Donc, il faudrait, nous, observateurs, qu’on en reste là : « un candidat sur 8.000 », après tout, des déséquilibrés, il peut y en avoir partout… Tiens, la tuerie de Nanterre en 2002, Richard Durn, il était bien militant écolo ? A écouter les représentants du RN, il faudrait circuler, passer à autre chose, car il n’y aurait rien à voir… 

Et ça, c’est trop simple ? 

Comment cette génération d’élus peut-elle s’imaginer que leurs paroles sont sans conséquences ? Que les mots sont sans effet, sans impact, sur la société ? Quand on insinue pendant des semaines que Notre-Dame n’a pas brûlé par hasard, que la piste islamiste a été trop vite écartée… Fake news signée Jean Messiha (haut cadre du RN), relayée par d’autres comme Nicolas Dupont-Aignan. 

C’est pourtant le B à BA de ce que nos enfants apprennent en cours d’histoire. Un processus, une mécanique terrible, brillamment expliquée au Mémorial du camp des Milles, près d’Aix-en-Provence. L’intolérance dans les mots, la différence théorisée, l’escale dans la violence, et à chaque fois le franchissement d’un pallier de haine supplémentaire jusqu’au point de non-retour, quand on veut supprimer, au sens propre comme au sens figuré, l’Autre, perçu comme une menace.

Mais le RN d’aujourd’hui se revendique comme un parti républicain, non violent, qui veut gagner légalement par les urnes !

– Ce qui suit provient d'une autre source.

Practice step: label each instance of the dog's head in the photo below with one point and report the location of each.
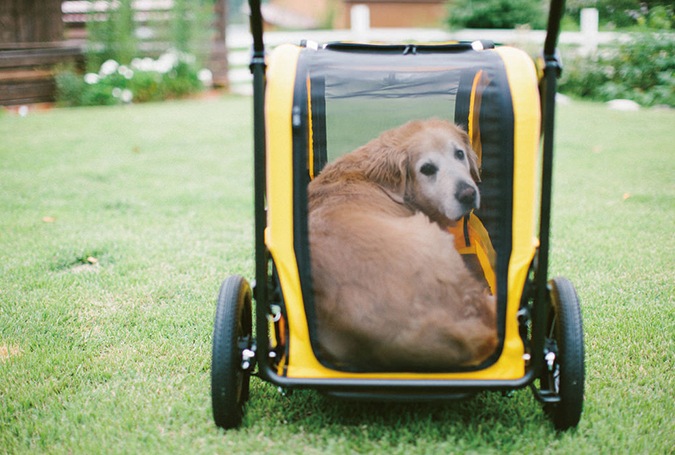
(429, 165)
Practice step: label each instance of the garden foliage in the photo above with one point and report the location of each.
(641, 69)
(129, 61)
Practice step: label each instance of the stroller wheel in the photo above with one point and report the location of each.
(563, 374)
(232, 334)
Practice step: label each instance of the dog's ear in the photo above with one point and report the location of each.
(388, 167)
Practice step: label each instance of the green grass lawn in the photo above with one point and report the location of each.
(117, 226)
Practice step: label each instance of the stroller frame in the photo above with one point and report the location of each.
(247, 353)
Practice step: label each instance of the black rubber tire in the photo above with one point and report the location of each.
(232, 332)
(565, 334)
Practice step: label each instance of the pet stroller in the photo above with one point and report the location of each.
(313, 103)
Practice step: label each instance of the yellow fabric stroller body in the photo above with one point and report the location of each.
(314, 103)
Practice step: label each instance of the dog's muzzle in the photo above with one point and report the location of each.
(467, 196)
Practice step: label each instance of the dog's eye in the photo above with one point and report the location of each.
(428, 169)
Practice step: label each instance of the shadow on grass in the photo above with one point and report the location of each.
(314, 411)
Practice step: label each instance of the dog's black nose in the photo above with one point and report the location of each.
(467, 196)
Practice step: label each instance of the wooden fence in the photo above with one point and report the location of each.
(36, 36)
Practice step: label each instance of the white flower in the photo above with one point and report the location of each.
(91, 78)
(108, 67)
(166, 61)
(205, 76)
(127, 96)
(127, 72)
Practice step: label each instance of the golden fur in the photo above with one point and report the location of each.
(391, 293)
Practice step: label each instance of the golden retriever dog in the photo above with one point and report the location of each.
(391, 292)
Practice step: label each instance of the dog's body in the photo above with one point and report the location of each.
(391, 293)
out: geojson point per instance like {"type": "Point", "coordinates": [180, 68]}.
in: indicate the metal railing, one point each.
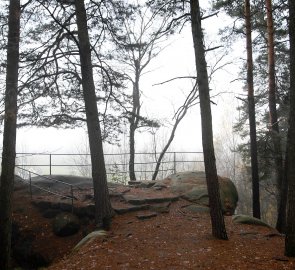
{"type": "Point", "coordinates": [32, 185]}
{"type": "Point", "coordinates": [116, 164]}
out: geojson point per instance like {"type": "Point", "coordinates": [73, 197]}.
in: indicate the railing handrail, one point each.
{"type": "Point", "coordinates": [44, 177]}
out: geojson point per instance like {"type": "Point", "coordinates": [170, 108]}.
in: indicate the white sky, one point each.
{"type": "Point", "coordinates": [158, 101]}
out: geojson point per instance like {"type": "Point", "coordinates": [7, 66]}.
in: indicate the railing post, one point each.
{"type": "Point", "coordinates": [50, 159]}
{"type": "Point", "coordinates": [174, 162]}
{"type": "Point", "coordinates": [30, 178]}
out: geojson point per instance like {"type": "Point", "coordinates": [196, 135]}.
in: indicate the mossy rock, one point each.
{"type": "Point", "coordinates": [65, 224]}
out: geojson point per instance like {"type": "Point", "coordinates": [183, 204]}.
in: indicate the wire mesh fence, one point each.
{"type": "Point", "coordinates": [117, 165]}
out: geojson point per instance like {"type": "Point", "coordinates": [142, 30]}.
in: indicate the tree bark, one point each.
{"type": "Point", "coordinates": [252, 120]}
{"type": "Point", "coordinates": [217, 220]}
{"type": "Point", "coordinates": [9, 136]}
{"type": "Point", "coordinates": [103, 209]}
{"type": "Point", "coordinates": [134, 119]}
{"type": "Point", "coordinates": [273, 119]}
{"type": "Point", "coordinates": [290, 232]}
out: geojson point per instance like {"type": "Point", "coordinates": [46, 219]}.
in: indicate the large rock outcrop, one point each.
{"type": "Point", "coordinates": [192, 187]}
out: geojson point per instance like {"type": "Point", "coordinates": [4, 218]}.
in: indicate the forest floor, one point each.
{"type": "Point", "coordinates": [174, 240]}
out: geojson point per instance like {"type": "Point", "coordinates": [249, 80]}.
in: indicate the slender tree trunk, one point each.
{"type": "Point", "coordinates": [273, 119]}
{"type": "Point", "coordinates": [134, 119]}
{"type": "Point", "coordinates": [103, 209]}
{"type": "Point", "coordinates": [290, 232]}
{"type": "Point", "coordinates": [9, 136]}
{"type": "Point", "coordinates": [217, 220]}
{"type": "Point", "coordinates": [251, 108]}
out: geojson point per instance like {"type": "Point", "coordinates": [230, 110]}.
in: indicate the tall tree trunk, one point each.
{"type": "Point", "coordinates": [251, 108]}
{"type": "Point", "coordinates": [134, 119]}
{"type": "Point", "coordinates": [9, 136]}
{"type": "Point", "coordinates": [290, 232]}
{"type": "Point", "coordinates": [273, 119]}
{"type": "Point", "coordinates": [103, 209]}
{"type": "Point", "coordinates": [217, 220]}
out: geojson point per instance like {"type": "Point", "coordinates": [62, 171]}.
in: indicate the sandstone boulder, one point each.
{"type": "Point", "coordinates": [192, 187]}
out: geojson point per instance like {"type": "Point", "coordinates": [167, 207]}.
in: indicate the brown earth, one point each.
{"type": "Point", "coordinates": [175, 240]}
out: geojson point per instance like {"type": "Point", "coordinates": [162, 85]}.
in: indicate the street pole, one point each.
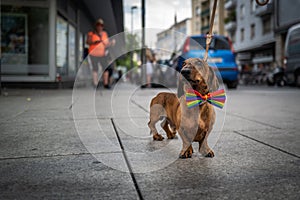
{"type": "Point", "coordinates": [131, 38]}
{"type": "Point", "coordinates": [0, 74]}
{"type": "Point", "coordinates": [143, 52]}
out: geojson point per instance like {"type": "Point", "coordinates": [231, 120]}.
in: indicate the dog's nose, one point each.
{"type": "Point", "coordinates": [185, 72]}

Sauf que depuis deux semaines, il est le principal accélérateur de tensions dans le pays. Qui agresse une mère voilée venue accompagner des écoliers dans un conseil régional ? C’est un élu RN. Qui pétitionne à coups de pages facebook racoleuses pour interdire le voile dans l’espace public ? C’est le RN et Marine Le Pen. Mais qui, aussi, se précipite dans la brèche ouverte ? La droite républicaine, ses sénateurs, pressés de re-légiférer sur le voile. 

Et tout ce petit monde s’auto-alimente, les barrières sautent, un ministre dit que le voile n’est pas souhaitable. Plus haut, plus fort, plus bête… Voilà un éditorialiste du Figaro qui clame et craque sur un plateau télé : « je déteste la religion musulmane ». Avant de s’excuser platement. Et pendant ce temps-là, un Zemmour invité tous les soirs sur CNews pérore pour appeler à la guerre civile, dédouaner Pétain ou rouvrir les plaies de la guerre d’Algérie.

Mais encore une fois, quel rapport avec le RN, Yael ? 

Ah oui, « pas d’amalgame », nous disent les proches de Marine Le Pen… Mais qui Marine Le Pen félicite-t-elle, lundi, pour sa victoire électorale dans le Land allemand de Thuringe ? Ses alliés de l’AFD, dont la tête de liste, Björn Höcke, est fasciné par le 3ème Reich. Et qui le RN vient-il d’embaucher comme assistant parlementaire à Bruxelles ? Damien Rieu, ancien porte-parole de Génération identitaire, condamné en justice pour avoir occupé le chantier d’une mosquée à Poitiers en 2012, recondamné pour avoir mené l’opération anti-migrants du col de l’Echelle dans les Alpes. Encore un théoricien du grand remplacement. Ce même grand remplacement qui a nourri le cerveau détraqué d’un suprémaciste blanc néo-zélandais (51 morts dans une mosquée de Christchurch, en mars dernier). 

Quand on fait croire qu’une élite mondialisée organise l’arrivée massive d’immigrés musulmans pour remplacer l’homme blanc… Il y a des âmes faibles pour le croire. Et quand un Zemmour y ajoute la notion de « Musulmans colonisateurs » et appelle à résister… Faut-il s’étonner que tout dérape ? 

Oui, il faudra d’autres paroles fortes, comme celle du Président hier soir (lors de l’inauguration du Centre européen du judaïsme) pour stopper l’escalade et remettre la laïcité au cœur du village républicain. Jean-Luc Mélenchon et Edouard Philippe, à l’unisson ce qui est rare, ont montré la voie et donner de la voix, hier, à l’Assemblée, et pour une fois, ça faisait du bien.